Many of the world’s leading universities were established using money generated via the slave trade and, as such, should get more involved in the reparations process.
That view was shared by Vice Chancellor of The University of the West Indies (UWI), Professor Sir Hilary Beckles, as he addressed the fourth annual celebration of the UNESCO Day for Remembering the Atlantic Slave Trade and its Abolition, put on by the Mayor of London’s office in the United Kingdom.
Speaking during the session, which for the second year was partially held online due to the COVID-19 pandemic, Sir Hilary said: “While some universities, such as the University of London, have been doing more research into the history of the slave trade, they seem to have adopted a ‘research and run’ policy, whereby they do not acknowledge the fact that slave traders financed them in the first place. They have not checked out how they have benefited from the slave trade over the years and to my mind, a university cannot be excellent if it is unethical. Instead of ‘research and run’, they should have a ‘research and restore’ or ‘research and repay’ approach.”
The noted historian commended British benefactor, Bridget Freeman, whose ancestors were slave owners in the Caribbean, for making a substantial donation to The UWI recently.
The UK philanthropist has bequeathed her properties worth US$500,000 (BDS$1 million) to the regional university.
“It is good to see members of civil society and some private individuals making an effort, even though governments continue to refuse to acknowledge their role in the slave trade,” he said.
Earlier, Sir Hilary stated that London was the most fitting place to hold such an event, since that city, more than any other in the world, “gave direction, shape, form and sustainability” to slavery and the slave trade. He added that it was also important to see that the Mayor of London’s office was involved in the activity, since for many years it supported the work of the slave traders and indeed built monuments to them.

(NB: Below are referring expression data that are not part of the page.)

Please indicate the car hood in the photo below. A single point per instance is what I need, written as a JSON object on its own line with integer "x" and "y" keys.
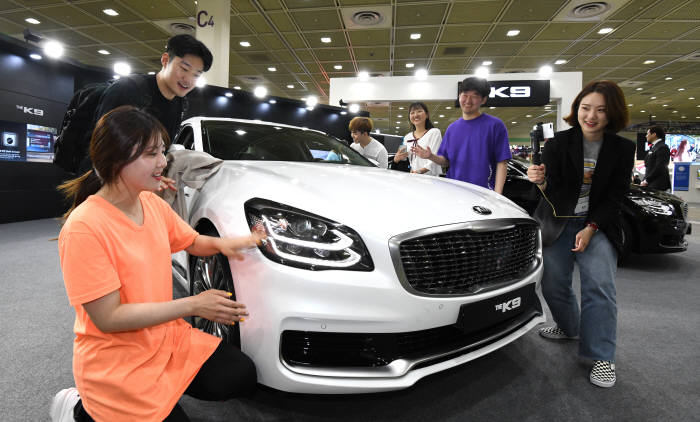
{"x": 390, "y": 201}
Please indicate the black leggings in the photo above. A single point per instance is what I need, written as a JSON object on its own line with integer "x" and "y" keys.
{"x": 228, "y": 373}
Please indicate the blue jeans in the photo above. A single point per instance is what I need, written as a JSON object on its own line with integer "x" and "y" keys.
{"x": 596, "y": 322}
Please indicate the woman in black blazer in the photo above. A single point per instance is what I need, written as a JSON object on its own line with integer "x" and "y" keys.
{"x": 584, "y": 175}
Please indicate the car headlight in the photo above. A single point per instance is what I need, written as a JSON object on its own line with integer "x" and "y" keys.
{"x": 653, "y": 206}
{"x": 301, "y": 239}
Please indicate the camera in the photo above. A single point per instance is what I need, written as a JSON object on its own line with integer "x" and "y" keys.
{"x": 540, "y": 132}
{"x": 9, "y": 139}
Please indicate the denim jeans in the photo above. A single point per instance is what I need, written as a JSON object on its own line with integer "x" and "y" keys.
{"x": 596, "y": 322}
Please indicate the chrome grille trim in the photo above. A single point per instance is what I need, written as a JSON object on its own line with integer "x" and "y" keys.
{"x": 491, "y": 230}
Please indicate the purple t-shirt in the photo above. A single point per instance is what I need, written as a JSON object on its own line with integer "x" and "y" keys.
{"x": 474, "y": 147}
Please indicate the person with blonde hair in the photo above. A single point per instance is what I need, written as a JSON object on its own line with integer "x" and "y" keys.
{"x": 368, "y": 147}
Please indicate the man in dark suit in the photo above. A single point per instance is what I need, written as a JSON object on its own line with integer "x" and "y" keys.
{"x": 656, "y": 161}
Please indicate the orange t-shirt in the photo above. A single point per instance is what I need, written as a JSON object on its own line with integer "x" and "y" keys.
{"x": 141, "y": 374}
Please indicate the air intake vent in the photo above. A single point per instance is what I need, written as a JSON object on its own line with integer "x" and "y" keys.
{"x": 589, "y": 10}
{"x": 365, "y": 18}
{"x": 454, "y": 51}
{"x": 178, "y": 28}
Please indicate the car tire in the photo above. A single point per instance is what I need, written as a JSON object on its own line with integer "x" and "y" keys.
{"x": 627, "y": 240}
{"x": 213, "y": 272}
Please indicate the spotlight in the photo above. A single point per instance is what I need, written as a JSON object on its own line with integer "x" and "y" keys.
{"x": 311, "y": 101}
{"x": 29, "y": 37}
{"x": 260, "y": 91}
{"x": 53, "y": 49}
{"x": 482, "y": 72}
{"x": 122, "y": 68}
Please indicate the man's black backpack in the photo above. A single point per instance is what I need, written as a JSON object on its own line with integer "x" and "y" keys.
{"x": 79, "y": 121}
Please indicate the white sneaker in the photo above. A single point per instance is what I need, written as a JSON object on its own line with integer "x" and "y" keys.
{"x": 63, "y": 404}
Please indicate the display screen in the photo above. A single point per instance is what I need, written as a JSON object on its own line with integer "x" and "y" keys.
{"x": 27, "y": 142}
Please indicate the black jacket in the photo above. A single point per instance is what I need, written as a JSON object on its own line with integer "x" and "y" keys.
{"x": 563, "y": 158}
{"x": 656, "y": 163}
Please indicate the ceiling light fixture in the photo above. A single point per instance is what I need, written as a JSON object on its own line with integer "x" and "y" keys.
{"x": 482, "y": 72}
{"x": 545, "y": 71}
{"x": 53, "y": 49}
{"x": 311, "y": 101}
{"x": 260, "y": 91}
{"x": 122, "y": 68}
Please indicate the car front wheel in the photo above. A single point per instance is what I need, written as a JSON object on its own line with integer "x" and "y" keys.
{"x": 213, "y": 272}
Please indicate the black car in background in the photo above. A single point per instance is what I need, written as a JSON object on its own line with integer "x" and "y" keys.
{"x": 652, "y": 221}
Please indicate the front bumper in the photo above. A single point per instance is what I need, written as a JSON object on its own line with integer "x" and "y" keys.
{"x": 354, "y": 332}
{"x": 662, "y": 235}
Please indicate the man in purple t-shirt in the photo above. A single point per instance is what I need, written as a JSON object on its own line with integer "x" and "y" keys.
{"x": 474, "y": 147}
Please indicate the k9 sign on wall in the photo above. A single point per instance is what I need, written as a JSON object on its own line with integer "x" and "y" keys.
{"x": 516, "y": 93}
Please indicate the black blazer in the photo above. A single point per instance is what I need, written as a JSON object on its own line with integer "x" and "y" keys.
{"x": 563, "y": 158}
{"x": 656, "y": 163}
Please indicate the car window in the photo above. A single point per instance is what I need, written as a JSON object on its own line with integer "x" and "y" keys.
{"x": 251, "y": 141}
{"x": 185, "y": 137}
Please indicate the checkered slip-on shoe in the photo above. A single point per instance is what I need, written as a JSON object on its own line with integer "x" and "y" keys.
{"x": 555, "y": 333}
{"x": 63, "y": 404}
{"x": 603, "y": 374}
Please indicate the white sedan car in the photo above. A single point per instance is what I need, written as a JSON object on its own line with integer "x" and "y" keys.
{"x": 370, "y": 279}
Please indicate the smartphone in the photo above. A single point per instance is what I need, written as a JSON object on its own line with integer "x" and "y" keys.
{"x": 548, "y": 130}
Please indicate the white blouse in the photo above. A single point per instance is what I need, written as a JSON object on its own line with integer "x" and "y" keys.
{"x": 432, "y": 139}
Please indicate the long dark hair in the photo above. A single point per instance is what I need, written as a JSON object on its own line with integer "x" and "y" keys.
{"x": 418, "y": 104}
{"x": 615, "y": 105}
{"x": 119, "y": 138}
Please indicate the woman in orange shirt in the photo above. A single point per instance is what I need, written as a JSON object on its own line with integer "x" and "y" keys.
{"x": 134, "y": 355}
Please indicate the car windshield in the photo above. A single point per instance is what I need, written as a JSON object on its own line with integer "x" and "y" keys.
{"x": 253, "y": 141}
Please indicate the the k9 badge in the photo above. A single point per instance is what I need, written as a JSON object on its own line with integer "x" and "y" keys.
{"x": 481, "y": 210}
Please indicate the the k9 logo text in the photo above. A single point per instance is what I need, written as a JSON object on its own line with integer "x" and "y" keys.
{"x": 510, "y": 305}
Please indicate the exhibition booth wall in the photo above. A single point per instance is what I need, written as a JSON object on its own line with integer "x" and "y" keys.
{"x": 33, "y": 99}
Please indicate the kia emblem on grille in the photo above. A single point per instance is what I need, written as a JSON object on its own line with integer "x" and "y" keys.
{"x": 481, "y": 210}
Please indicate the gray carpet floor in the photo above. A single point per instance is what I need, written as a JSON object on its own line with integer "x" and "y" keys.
{"x": 658, "y": 356}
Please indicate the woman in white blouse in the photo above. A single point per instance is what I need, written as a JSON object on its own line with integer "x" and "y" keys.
{"x": 424, "y": 134}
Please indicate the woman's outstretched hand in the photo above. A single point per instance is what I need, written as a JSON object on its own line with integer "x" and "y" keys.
{"x": 216, "y": 306}
{"x": 536, "y": 174}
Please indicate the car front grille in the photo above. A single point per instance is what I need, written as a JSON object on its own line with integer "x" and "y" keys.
{"x": 466, "y": 261}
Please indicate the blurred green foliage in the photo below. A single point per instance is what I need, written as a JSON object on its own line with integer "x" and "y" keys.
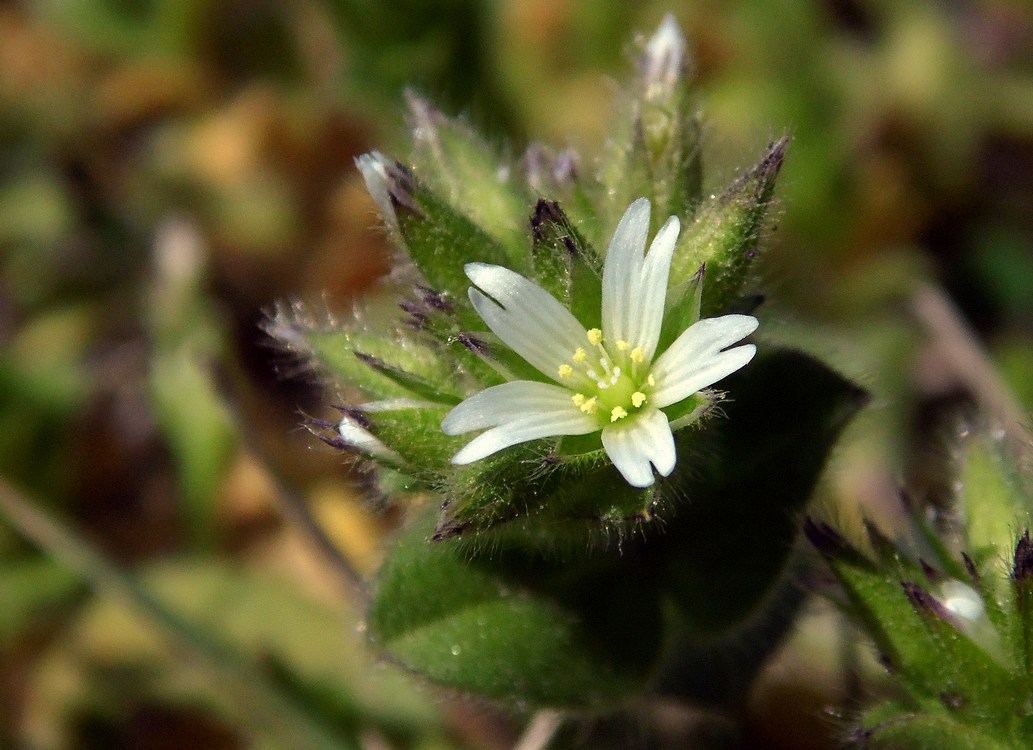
{"x": 170, "y": 169}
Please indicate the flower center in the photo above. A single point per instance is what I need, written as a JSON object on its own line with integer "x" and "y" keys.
{"x": 613, "y": 382}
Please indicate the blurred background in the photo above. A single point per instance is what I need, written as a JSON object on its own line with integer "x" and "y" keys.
{"x": 173, "y": 169}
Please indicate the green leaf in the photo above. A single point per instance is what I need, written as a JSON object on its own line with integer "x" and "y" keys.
{"x": 746, "y": 477}
{"x": 890, "y": 727}
{"x": 544, "y": 634}
{"x": 724, "y": 232}
{"x": 31, "y": 587}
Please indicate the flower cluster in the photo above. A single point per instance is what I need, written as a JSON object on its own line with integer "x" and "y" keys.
{"x": 607, "y": 379}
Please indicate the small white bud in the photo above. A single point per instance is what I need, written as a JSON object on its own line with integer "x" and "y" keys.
{"x": 663, "y": 58}
{"x": 374, "y": 169}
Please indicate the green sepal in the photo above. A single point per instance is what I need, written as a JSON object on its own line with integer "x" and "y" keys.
{"x": 513, "y": 629}
{"x": 657, "y": 154}
{"x": 557, "y": 248}
{"x": 682, "y": 308}
{"x": 416, "y": 385}
{"x": 1022, "y": 596}
{"x": 441, "y": 240}
{"x": 724, "y": 233}
{"x": 402, "y": 369}
{"x": 414, "y": 434}
{"x": 993, "y": 496}
{"x": 504, "y": 363}
{"x": 459, "y": 165}
{"x": 532, "y": 497}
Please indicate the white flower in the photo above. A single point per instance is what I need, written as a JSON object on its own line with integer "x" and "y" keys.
{"x": 608, "y": 380}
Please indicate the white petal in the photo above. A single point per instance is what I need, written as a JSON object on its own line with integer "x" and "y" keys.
{"x": 695, "y": 360}
{"x": 652, "y": 291}
{"x": 529, "y": 427}
{"x": 528, "y": 319}
{"x": 634, "y": 285}
{"x": 508, "y": 402}
{"x": 634, "y": 445}
{"x": 622, "y": 269}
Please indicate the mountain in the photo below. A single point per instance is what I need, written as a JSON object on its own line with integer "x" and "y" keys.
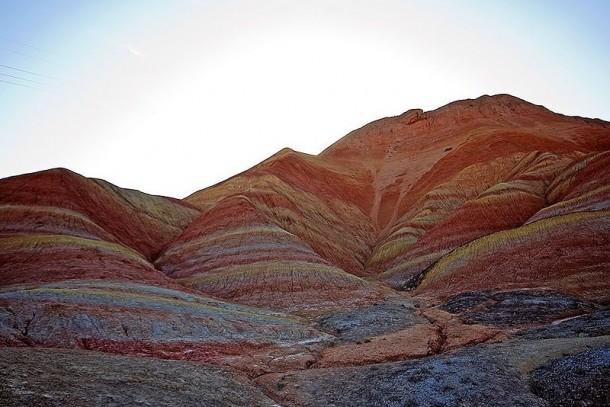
{"x": 458, "y": 256}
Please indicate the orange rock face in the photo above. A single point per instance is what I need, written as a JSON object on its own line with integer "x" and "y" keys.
{"x": 415, "y": 235}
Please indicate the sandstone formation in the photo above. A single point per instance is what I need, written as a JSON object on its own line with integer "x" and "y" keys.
{"x": 453, "y": 257}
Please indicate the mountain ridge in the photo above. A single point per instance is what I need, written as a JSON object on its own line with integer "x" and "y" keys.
{"x": 414, "y": 254}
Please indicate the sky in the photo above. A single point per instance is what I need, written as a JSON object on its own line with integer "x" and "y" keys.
{"x": 169, "y": 97}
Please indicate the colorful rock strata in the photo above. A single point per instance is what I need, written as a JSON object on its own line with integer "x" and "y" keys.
{"x": 453, "y": 257}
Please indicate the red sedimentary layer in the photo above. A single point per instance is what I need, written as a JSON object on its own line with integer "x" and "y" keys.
{"x": 479, "y": 195}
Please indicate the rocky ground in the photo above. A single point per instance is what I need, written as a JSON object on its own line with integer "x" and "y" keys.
{"x": 457, "y": 257}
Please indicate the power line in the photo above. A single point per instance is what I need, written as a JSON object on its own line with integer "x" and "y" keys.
{"x": 26, "y": 71}
{"x": 20, "y": 78}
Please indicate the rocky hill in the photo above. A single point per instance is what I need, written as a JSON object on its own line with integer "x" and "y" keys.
{"x": 459, "y": 256}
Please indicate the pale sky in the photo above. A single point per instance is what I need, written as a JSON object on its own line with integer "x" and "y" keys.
{"x": 171, "y": 96}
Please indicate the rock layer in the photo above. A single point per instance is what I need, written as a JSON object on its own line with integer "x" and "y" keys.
{"x": 451, "y": 257}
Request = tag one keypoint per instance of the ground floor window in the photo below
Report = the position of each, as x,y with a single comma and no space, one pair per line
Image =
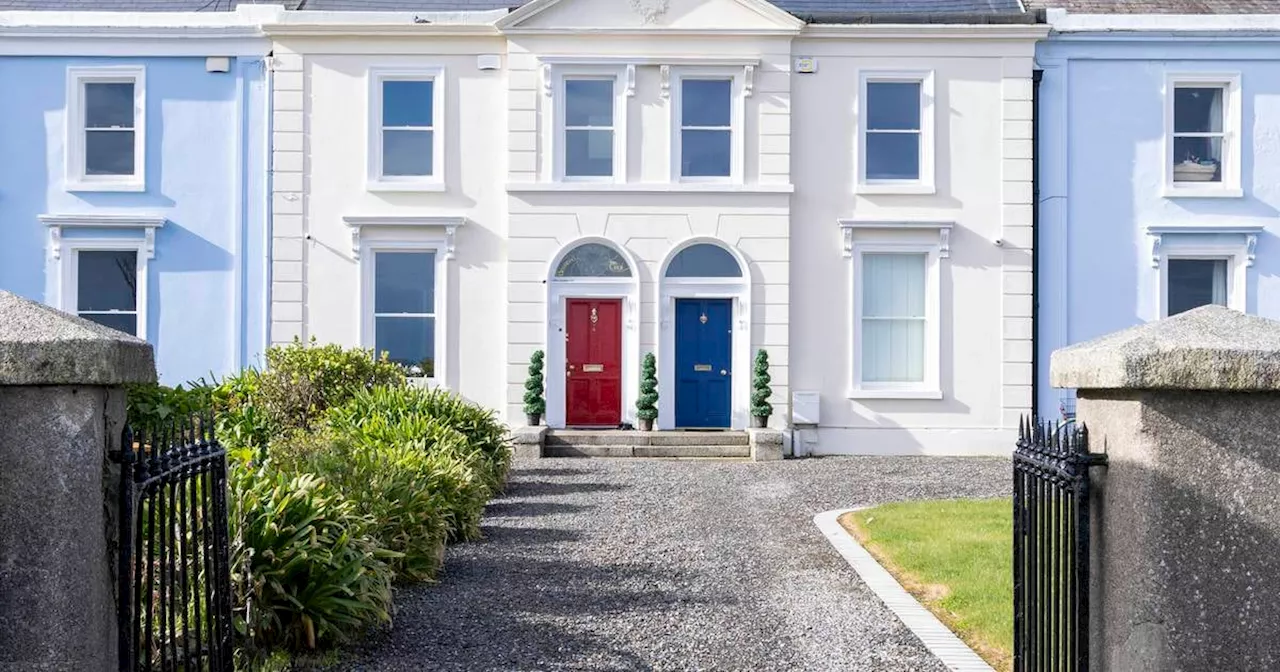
106,288
1196,282
892,316
405,309
895,286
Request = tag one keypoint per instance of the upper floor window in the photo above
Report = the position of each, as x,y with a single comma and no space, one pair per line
1203,137
896,145
406,154
105,147
705,128
589,128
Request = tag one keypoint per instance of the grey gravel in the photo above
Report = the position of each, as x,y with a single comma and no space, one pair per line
670,565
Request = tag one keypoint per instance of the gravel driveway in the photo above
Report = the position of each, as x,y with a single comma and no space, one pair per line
595,565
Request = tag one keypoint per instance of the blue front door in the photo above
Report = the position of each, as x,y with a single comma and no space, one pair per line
703,362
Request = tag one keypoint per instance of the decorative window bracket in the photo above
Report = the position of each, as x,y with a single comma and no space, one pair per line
849,225
146,224
449,224
1247,238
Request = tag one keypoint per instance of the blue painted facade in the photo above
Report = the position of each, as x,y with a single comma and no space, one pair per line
1102,108
206,142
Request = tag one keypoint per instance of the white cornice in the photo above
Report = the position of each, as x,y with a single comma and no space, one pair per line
147,224
944,228
1248,233
659,31
676,59
448,224
924,31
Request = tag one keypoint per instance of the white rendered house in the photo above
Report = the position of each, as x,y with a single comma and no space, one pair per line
693,178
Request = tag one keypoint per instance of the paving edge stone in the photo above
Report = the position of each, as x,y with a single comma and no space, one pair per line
954,653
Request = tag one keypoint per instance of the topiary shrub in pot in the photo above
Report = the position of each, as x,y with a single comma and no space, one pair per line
760,391
534,402
647,406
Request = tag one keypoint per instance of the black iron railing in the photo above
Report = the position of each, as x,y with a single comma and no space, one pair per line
174,576
1051,547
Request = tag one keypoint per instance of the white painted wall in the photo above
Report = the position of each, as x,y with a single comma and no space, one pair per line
499,173
982,109
320,273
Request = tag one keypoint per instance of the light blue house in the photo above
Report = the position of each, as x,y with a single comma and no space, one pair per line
133,181
1159,169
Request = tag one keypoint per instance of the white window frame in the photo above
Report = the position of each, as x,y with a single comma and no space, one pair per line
77,178
373,234
560,149
932,238
69,300
1232,136
137,234
926,182
1235,245
375,181
737,122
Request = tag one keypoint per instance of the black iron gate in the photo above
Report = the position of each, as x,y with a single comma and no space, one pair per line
174,576
1051,547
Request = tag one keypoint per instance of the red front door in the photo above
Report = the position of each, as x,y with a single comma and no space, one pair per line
593,362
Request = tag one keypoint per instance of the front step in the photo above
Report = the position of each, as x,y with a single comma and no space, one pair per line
622,443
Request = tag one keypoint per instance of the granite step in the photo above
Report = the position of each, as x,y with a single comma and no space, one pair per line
632,438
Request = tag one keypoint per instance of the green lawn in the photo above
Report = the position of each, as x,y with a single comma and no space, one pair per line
955,556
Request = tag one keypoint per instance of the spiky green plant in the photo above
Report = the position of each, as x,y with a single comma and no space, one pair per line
647,406
760,391
534,401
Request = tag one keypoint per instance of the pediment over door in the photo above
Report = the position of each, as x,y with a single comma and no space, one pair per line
727,16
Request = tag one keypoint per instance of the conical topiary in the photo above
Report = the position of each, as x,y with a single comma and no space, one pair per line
647,406
534,402
760,392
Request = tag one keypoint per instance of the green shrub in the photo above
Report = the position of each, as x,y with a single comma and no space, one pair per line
302,380
647,406
760,391
305,571
150,406
415,414
414,498
534,402
240,421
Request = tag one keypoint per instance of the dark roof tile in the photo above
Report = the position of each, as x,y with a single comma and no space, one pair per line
1160,7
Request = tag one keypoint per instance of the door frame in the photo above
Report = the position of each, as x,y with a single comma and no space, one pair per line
739,289
558,291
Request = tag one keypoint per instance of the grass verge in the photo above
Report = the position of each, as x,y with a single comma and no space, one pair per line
955,557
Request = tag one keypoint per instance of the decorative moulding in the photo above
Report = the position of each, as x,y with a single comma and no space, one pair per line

Citing an example, Sir Hilary noted: “Following the 1816 Bussa rebellion in Barbados, Colonel Codd, the British military officer that put an end to that revolt, killing thousands of enslaved Africans in the process, was the guest of honour at a banquet hosted by the Mayor of London, funded by the city as well as the biggest slave owner in the Caribbean who had plantations in Barbados, Jamaica and other colonies.”
The current Mayor of London, Sadiq Khan, who spoke before Sir Hilary, said the reality of slavery was still very much present in modern society.
He noted: “While we must never forget the oppression and tyranny imposed on the slaves and their battle for freedom, history can also be a source of hope. After all, we put an end to the Middle Passage and the apartheid system of racial segregation in South Africa, so if we continue to raise our voices instead of staying silent, and fight for what is right, we can achieve a fairer, more equal and just society for our children regardless of their colour.”
In her contribution, Director General of Social and Human Sciences with UNESCO, Gabriela Ramos, said her organisation is making a determined effort to stamp out institutionalised racism.
“We are developing an anti-racism road map, and part of this process includes doing greater research on the history of slavery as well as the psychological impact on people descended from slaves. Part of this will involve developing a school curriculum highlighting Africa’s great contribution to the world and removing stereotypical images,” she said.